Von Marti Stegemann

Die marode Tür knarzte. Mit matschigen Schuhen trat ich ein und der kalte Wind kam hinterher. Köpfe drehten sich um und lugten hinter Ecken hervor.

Mit gesenktem Blick durchquerte ich den Raum und ließ meinen Augen über die Anwesenden huschen. Viele waren bewaffnet, doch keiner sah aus, als könnte er sie wirklich benutzen. Niemand außer einer Person. In einer Ecke saß ein Mann mittlerer Statur, den eigentlich nicht viel von den anderen unterschied. Doch sein Blick sah nach Krieg aus wie auch seine Axt.

Eine Weile beobachtete ich ihn, bis ich den Mut hatte, ihn anzusprechen. Nach meinem dritten Schnapsglas war dieser Moment gekommen. Er schien in Ruhe sein Bier zu trinken und beobachtete aufmerksam den Raum, weshalb er mich von Beginn an im Blick hatte. Er zeigte keine Regung, als ich mich an seinen Tisch setzte.

„Ähh… guten Abend, mein Herr. Mein Name ist Arko und ich suche einen Krieger, der eine… eine Bestie für mich erlegen kann.“ Sein Blick fixierte mich.

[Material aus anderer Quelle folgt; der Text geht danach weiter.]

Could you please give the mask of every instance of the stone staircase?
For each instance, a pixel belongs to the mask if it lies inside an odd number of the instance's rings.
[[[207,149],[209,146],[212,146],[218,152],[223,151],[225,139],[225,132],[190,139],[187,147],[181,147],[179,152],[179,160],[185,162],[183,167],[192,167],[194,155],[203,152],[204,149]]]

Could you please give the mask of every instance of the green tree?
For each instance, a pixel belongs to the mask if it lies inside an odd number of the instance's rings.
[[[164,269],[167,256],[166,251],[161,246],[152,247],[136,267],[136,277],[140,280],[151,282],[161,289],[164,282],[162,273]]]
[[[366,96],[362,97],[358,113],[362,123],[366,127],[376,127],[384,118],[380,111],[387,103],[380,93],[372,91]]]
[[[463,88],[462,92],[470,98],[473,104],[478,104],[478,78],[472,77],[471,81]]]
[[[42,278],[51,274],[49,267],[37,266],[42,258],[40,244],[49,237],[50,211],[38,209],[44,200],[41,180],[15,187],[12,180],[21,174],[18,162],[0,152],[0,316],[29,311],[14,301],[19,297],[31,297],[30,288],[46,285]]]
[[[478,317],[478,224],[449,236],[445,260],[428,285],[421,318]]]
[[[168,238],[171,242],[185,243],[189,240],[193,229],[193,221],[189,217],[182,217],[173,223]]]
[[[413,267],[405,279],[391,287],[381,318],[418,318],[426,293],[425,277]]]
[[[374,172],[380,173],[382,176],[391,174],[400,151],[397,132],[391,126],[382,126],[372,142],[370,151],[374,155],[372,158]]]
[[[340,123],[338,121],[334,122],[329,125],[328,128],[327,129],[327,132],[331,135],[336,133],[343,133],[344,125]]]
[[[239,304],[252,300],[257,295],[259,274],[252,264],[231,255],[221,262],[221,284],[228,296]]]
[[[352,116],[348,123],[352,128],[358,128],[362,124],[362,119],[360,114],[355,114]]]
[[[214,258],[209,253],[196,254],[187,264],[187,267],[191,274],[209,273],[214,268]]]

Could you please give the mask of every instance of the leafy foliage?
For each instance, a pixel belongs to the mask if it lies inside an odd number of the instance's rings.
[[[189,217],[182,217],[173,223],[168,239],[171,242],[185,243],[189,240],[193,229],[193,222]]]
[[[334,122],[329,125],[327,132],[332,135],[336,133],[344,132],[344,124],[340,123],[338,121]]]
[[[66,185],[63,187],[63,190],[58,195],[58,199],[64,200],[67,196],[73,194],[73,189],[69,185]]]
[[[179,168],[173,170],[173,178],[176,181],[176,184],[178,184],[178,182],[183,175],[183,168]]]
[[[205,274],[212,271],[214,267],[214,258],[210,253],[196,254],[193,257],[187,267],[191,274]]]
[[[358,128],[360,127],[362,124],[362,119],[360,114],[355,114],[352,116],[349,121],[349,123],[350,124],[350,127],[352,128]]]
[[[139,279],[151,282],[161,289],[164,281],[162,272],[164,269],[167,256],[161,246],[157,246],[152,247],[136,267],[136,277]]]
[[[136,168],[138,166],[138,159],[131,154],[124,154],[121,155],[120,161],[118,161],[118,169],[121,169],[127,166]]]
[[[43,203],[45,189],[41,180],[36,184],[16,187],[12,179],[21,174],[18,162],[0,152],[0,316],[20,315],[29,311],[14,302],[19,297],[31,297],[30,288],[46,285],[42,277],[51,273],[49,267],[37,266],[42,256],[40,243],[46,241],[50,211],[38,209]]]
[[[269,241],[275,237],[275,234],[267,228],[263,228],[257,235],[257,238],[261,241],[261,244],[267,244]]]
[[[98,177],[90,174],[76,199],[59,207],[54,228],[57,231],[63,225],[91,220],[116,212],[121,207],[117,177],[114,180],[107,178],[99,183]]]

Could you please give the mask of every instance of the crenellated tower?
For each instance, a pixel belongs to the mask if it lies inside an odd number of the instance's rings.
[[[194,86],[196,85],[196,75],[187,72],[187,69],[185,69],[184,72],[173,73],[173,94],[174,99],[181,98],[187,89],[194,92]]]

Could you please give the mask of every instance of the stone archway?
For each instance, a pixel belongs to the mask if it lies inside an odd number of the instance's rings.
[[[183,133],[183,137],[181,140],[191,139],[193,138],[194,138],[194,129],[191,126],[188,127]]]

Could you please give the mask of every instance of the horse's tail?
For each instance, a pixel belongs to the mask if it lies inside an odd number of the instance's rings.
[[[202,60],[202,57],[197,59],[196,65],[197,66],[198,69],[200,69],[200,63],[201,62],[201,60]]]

Ich wartete auf eine Reaktion, doch als die Stille zwischen uns beiden unerträglich wurde, ergriff ich wieder das Wort: „Mein Herr, es wartet jeden Tag am Grab meiner Frau auf mich… Es… die Bestie… meine Frau hat das nicht verdient.“ Ich schluckte. „Ich konnte sie im Leben nicht beschützen, bitte helft mir wenigstens im Tode über sie zu wachen!“ Den Mann schien es nicht zu kümmern, denn noch immer suchte sein Blick etwas in meinen Augen.

„Wie sieht es aus?“, knurrte er.

Voller Hoffnung beugte ich mich vor. „Es… es hat einen weißen Schädel… mit Dornen, die daraus hervorragen. Alles war voller Raben. E… es ist dunkel im Wald und sobald ich in die Nähe des Turmes komme, geht es auf mich los. Der ganze Wald geht auf mich los…“

„Und es verfolgte Sie nicht?“

„Ich rannte um mein Leben und als ich zurückblickte, war dort nichts mehr zu sehen. An den nächsten Tagen war es dasselbe.“ Allein der Gedanke ließ meine Hände nass vor Schweiß werden und mein Herz begann zu rasen. „Können Sie mir helfen? Ich bin kein wohlhabender Mann, doch zahle ich Ihnen alles, was ich geben kann. Bitte vertreiben Sie diese Bestie, meine… meine Frau hat ihre Ruhe verdient.“

Die kalte Luft begleitete mich den ganzen Weg zurück, bis vor die Türschwelle und leider auch hinein. Ich konnte dem Fremden, der sich auf der Reise als Albert vorstellte, keine warme Unterkunft bieten, doch versuchte ich ihn so gut es ging mit Speis und Trank zu versorgen. Meinen Selbstgebrannten jedoch behielt ich für mich, all diese Aufregung ließ meine Hände wieder zittern.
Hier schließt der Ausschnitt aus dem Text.